福音記者聖ヨハネは福音書の冒頭に、荘重な書き出しで、全人類の救い主イエス・キリストはどのような方であるか、を記しています。「初めにみことばがあった。みことばは神とともにあった。みことばは神であった。」(1・1)「みことばのうちにいのちがあった。このいのちは人間の光であった。」(1・4)「みことばは人となり、われわれのうちにやどった。」(1・14)と。

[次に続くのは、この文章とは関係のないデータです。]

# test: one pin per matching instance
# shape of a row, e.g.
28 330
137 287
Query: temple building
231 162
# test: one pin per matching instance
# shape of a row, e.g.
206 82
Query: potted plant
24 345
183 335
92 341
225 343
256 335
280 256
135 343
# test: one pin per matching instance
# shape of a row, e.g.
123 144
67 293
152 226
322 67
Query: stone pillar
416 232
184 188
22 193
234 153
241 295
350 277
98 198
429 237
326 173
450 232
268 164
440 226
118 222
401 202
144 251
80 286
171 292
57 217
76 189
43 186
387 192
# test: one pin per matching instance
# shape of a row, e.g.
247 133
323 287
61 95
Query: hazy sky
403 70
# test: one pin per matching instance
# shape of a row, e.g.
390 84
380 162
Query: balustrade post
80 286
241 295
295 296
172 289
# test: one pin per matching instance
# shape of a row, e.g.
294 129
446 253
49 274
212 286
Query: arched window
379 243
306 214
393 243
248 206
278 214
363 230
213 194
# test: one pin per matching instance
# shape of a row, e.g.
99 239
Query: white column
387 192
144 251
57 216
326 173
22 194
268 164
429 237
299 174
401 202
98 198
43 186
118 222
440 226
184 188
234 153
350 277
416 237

この、人となられたみことばは、どのように誕生されたのでしょうか。これを書き記したのが聖ルカです。ガリラヤのナザレに住んでいたヨセフのいいなずけ、おとめマリアに神のみ使いが遣わされ、救い主の母となることを告げたとき、マリアはすべてを神の手にゆだねて、「私は主のはしためです。おことばどおり、この身になりますように」と応えました。(ルカ1・38)

聖ルカは、臨月を迎えたマリアがヨセフに伴われてベトレヘムに旅立った次第を物語っています。旅先の家畜小屋で、マリアは神のみ子イエスをお産みになったのです。飼い葉桶に寝かされた無力な乳飲み子に、神のみ子の栄光を見ることの出来る人が果たしているでしょうか。

この夜、誕生した救い主を訪れる喜びを味わった人たちがいました。野宿して羊の番をしていた羊飼いたちです。前代未聞の出来事を彼らに告げたのは、神のみ使いたちでした。「産着にくるまれて飼い葉桶に寝かされている乳飲み子、これが救い主のしるしである」と。(ルカ2・12)

クリスマスの祝いは、貧しさと静けさに包まれた神秘に満ちています。この神秘を解く鍵、それは愛です。ここまで私たちを愛してくださった神様の愛なのです。